Ahmad Shaheed, the UN special rapporteur on human rights in Iran, has called Iran’s human rights situation “disturbing” and expressed concern for Iran’s activists, journalists, women and ethnic and religious minorities. Iran has the world's highest per-capita rate of executions and, according to the media-rights group Reporters Without Borders, the second-largest number of journalists and bloggers jailed in the world after China.

Sattar Beheshti, a 35-year-old Iranian blogger, died in custody shortly after he was arrested last month.

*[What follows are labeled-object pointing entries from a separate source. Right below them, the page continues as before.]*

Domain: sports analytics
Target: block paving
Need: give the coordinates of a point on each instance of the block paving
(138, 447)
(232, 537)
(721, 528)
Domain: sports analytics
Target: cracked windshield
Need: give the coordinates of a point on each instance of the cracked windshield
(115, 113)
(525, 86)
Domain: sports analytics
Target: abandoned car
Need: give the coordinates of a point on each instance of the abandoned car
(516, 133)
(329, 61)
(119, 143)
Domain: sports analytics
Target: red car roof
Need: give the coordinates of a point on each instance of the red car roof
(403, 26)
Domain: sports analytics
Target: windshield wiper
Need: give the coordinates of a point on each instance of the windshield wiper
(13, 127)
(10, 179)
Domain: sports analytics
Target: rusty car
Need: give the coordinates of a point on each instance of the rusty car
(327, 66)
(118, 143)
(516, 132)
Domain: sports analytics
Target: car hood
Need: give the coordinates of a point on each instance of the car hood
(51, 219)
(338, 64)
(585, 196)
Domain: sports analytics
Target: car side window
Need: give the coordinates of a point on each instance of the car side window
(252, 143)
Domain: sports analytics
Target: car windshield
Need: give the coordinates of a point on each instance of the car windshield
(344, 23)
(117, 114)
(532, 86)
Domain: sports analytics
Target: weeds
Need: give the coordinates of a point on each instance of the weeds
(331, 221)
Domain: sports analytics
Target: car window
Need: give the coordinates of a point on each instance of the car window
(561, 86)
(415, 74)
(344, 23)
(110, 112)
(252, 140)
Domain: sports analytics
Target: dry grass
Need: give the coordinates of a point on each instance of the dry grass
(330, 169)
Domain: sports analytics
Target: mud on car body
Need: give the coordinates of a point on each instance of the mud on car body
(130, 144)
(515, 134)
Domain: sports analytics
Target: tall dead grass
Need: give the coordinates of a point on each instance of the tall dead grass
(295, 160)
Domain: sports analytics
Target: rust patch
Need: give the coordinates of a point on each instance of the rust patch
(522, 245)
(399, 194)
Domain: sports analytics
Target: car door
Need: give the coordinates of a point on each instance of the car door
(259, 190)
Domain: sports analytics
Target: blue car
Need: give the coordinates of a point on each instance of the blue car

The State Department called for an inquiry into his mysterious death, and in an interesting new development, so did Iran’s parliament and judiciary. Iran's state prosecutor confirmed on Monday, Nov. 12, that wounds were found on Beheshti’s body.

The issue of a military strike on Iran also generates strong reactions among Iranians living abroad.

“If the US really had the intention and will to attack Iran to get rid of this regime, Iranians would like that,” said an analyst who spoke on condition of anonymity out of fear of repercussions for his relatives in Iran. “But attacking Iran simply to set back its nuclear program while leaving the regime in place would give it more of a chance to suppress civil society in the name of protecting national security.”

He added that broad-ranging sanctions on Iran might pressure the Islamic Republic to compromise on its nuclear program but won’t address its abuses of human rights.

Hamid Dabashi, a professor of Iranian studies at Columbia University, believes the question of a military strike should be taken off the table.

“The other day, there was an exchange between the Iranian military and a US drone,” he said. “Incidents like this can potentially generate into a military encounter, which would be catastrophic.”

Reza Moini, Iran researcher at the Paris-based Reporters Without Borders, praised Obama for preventing a war with Iran during his first term. “But the main problem with US policy toward Iran,” he added, “is that human rights hasn’t been its focus.”

He wants the US to do more to empower Iranians through access to information, for example by countering the Islamic regime's efforts to filter and monitor the Internet and speaking out more for jailed journalists and bloggers.

“If Iranians have freedom of expression, they can speak openly about the dangers of the nuclear program,” he said. “Then the Iranian people will resolve the nuclear issue themselves.”

Roxana Saberi is an Iranian-American journalist who worked in Iran for six years and was imprisoned there in 2009 on a trumped-up charge of espionage. The author of Between Two Worlds: My Life and Captivity in Iran, Saberi is writing a second book about Iran.